Es gilt als Sinnbild der Höflichkeit, sich einander die Extremitäten zu reichen und diese kurz angemessen zu drücken. Wobei schon der Grad des Druckes von unterschiedlicher Qualität ist. Vom so genannten "Fisch in der Hand" (ein Auftreten, das, was nicht allzu selbstbewußt wirkt) bis zum machohaften Zerquetscher (von Unsensibilität bis Angabe ist unter diesen Kraftmeiern alles vertreten) ist alles drin. 
Und auch der Grad an Feuchtigkeit ist unterschiedlich.

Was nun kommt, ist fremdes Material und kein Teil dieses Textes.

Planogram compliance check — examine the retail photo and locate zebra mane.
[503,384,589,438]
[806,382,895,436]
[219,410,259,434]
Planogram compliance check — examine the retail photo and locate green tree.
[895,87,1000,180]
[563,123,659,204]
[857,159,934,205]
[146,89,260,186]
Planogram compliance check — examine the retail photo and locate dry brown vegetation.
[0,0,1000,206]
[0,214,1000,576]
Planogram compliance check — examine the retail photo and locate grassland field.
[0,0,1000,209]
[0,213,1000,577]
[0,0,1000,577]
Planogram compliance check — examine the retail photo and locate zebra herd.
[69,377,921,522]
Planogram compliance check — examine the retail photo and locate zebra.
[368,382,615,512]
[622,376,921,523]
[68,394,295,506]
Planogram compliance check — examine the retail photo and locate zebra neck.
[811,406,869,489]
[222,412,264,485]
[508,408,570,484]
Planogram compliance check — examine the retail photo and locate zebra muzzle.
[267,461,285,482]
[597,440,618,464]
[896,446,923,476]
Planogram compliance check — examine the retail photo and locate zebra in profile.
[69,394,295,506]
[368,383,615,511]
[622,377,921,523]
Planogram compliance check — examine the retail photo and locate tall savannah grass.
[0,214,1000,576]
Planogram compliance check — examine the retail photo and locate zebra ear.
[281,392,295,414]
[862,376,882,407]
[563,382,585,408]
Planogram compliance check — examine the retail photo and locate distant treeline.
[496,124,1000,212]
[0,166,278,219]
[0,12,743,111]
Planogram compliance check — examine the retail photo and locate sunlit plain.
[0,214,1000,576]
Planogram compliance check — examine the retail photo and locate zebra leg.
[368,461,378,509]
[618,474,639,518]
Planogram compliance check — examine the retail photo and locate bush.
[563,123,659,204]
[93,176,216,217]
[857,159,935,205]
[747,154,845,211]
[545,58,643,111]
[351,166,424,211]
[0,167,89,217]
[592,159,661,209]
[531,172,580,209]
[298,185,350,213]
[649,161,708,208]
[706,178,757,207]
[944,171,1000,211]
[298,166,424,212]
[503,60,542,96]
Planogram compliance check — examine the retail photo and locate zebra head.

Man will oft gar nicht so genau wissen, um was für Flüssigkeiten es sich hierbei genau handelt.

Dieser angebliche Höflichkeitsbeweis hat seinen Ursprung in der Ritterzeit, als man sich zur Versöhnung den Kampfhandschuh auszog und somit das Ende einer Auseinandersetzung einläutete. Die Ritterzeit ist längst vorbei, die Unsitte des Händschüttelns ist geblieben. Die Möglichkeit, Krankheitskeime von Mensch zu Mensch zu übertragen, ist aber auch zu verlockend. Zumindest von Zeitgenossen, die Händewaschen für übertriebene Hygienemaßnahmen halten, ist die Weitergabe von körpereigenen Stoffen und allerlei Fremdstoffen natürlich Pflicht. Ob man vorher auf der Toilette war oder räudige Straßenköter liebkost hat, ein Händedruck unter Brüdern glättet das Eis.
Mikroben sieht man nicht und auch Dreck nicht immer.

Denn die Zurückweisung ist eine Todsünde. Man streckt anderen einfach seine Flosse entgegen und der muß sie dann ergreifen. Es ist schwer, dies zurückzuweisen. Denn Zurückweisung nimmt man übel, wenn man schon so freundlich war, sich zu einem Händeschütteln durchzuringen. Der schwarze Peter ist dann bei dem, der den ungewaschenen Körperteil nur allzu ungern in die Hand nähme, aber nicht weiß, wie er aus dieser Situation herauskommt, ohne als arroganter Schnösel oder unhöflicher Klotz zu erscheinen.
Die ausgestreckte Hand stellt fast schon so etwas wie Nötigung dar, die Hand zu greifen.

Am besten, man schützt eine heftige Erkältung vor, gerade in der herbstlichen Grippezeit eine fürsorglich wirkende Taktik. Aber auch während der Zeit der Sommergrippe leicht unter Verweis auf die Rücksicht gegenüber dem Gesprächspartner nachvollziehbar. Allergiker mit rotgeränderten Augen können sie auch im Frühling nutzen, wenn die Pollen fliegen. Nicht-Allergiker sollen sich rotgeräderte Augen anschaffen. Und der Winter bringt es mit sich, immer Handschuhe mit sich zu führen.
Das kann einen ohne Fieber durch das Jahr bringen.

Wer allerdings auf Karriere aus ist, sollte diese Maßnahmen nicht seinen Vorgesetzten gegenüber anwenden. Denn zum einen wirken ständige - gerade vorgetäuschte - Krankheiten nicht unbedingt karrierefördernd. Zum anderen ist die vertrauensselig hingestreckte Hand des Chefs ein Ritterschlag, womit sich wieder der Kreis zum Mittelalter schließt.
Dem man anscheinend nicht entkommen kann.